COVID-19 data and the Newcomb Benford Distribution

What an excellent idea of performing that test !!!

To be fair, one should look at as many of the reporting regions as possible. I've heard some people say they are suspicious of reports from other countries than China, so I would like to see if their hunches hold up.

I also wouldn't be surprised if some US state level data were fudged, just so some officials could say they are reporting the data in a timely way.

We all have our pet hypotheses, let's put them to the test.

I have provided some updates on this topic (see my latest reply). Since this is related to the accusation towards a country, could you please also highlight my response in the same way that Gustavo's work is introduced?

Two other studies using Benford's Law gave different conclusions:

Koch & Okamura ( ): China’s distribution of first digits for confirmed cases is in line with Benford’s Law. Thus we reject the hypothesis that the Chinese data has been manipulated. It also matches the distribution found in the United States and Italy.

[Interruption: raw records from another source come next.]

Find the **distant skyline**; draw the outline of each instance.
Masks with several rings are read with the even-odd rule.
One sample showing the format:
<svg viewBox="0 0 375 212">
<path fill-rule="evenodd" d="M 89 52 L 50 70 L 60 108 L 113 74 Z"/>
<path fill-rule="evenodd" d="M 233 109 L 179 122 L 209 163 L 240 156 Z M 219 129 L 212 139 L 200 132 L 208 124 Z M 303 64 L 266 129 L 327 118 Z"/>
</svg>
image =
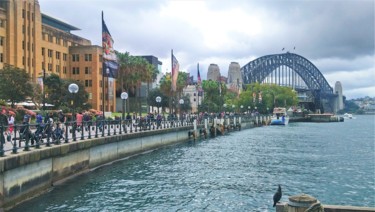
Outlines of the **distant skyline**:
<svg viewBox="0 0 375 212">
<path fill-rule="evenodd" d="M 73 34 L 101 45 L 101 12 L 114 48 L 154 55 L 171 71 L 206 79 L 211 63 L 227 76 L 269 54 L 293 52 L 310 60 L 347 99 L 375 96 L 373 0 L 39 0 L 41 12 L 81 30 Z M 295 47 L 295 50 L 294 50 Z M 282 49 L 285 48 L 284 51 Z"/>
</svg>

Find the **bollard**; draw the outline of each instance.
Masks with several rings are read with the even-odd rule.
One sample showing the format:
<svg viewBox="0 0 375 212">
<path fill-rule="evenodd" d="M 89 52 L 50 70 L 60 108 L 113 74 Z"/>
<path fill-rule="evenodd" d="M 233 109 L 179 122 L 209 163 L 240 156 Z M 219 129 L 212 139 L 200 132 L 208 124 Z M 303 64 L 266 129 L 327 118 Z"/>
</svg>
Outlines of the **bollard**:
<svg viewBox="0 0 375 212">
<path fill-rule="evenodd" d="M 1 125 L 0 129 L 1 133 L 1 141 L 0 141 L 0 157 L 4 157 L 4 144 L 5 144 L 5 137 L 4 137 L 4 125 Z"/>
<path fill-rule="evenodd" d="M 95 123 L 95 138 L 98 137 L 98 122 Z"/>
<path fill-rule="evenodd" d="M 14 138 L 13 138 L 13 149 L 12 149 L 12 154 L 17 154 L 17 125 L 14 125 Z"/>
<path fill-rule="evenodd" d="M 91 125 L 92 125 L 92 122 L 90 121 L 90 122 L 88 122 L 87 123 L 87 129 L 88 129 L 88 131 L 89 131 L 89 137 L 88 137 L 88 139 L 91 139 Z"/>
<path fill-rule="evenodd" d="M 307 194 L 299 194 L 289 197 L 288 212 L 324 211 L 323 206 L 315 198 Z"/>
<path fill-rule="evenodd" d="M 111 122 L 108 120 L 107 129 L 108 129 L 108 136 L 111 135 Z"/>
<path fill-rule="evenodd" d="M 26 124 L 26 130 L 23 132 L 23 136 L 25 137 L 25 148 L 23 151 L 30 151 L 29 141 L 30 141 L 30 133 L 29 133 L 29 124 Z"/>
<path fill-rule="evenodd" d="M 81 123 L 81 140 L 85 140 L 85 138 L 84 138 L 85 128 L 83 126 L 84 124 L 85 124 L 84 122 Z"/>
<path fill-rule="evenodd" d="M 65 122 L 65 143 L 69 143 L 68 139 L 68 125 Z"/>
</svg>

Junyi Zhang ( ): In this article, we propose a test of the reported case number of coronavirus disease 2019 in China with Newcomb-Benford law. We find a p-value of 92.8% in favour that the cumulative case numbers abide by the Newcomb-Benford law. Even though the reported case number can be lower than the real number of affected people due to various reasons, this test does not seem to indicate the detection of frauds.

Hope Gustavo could check and update your numbers. Thanks!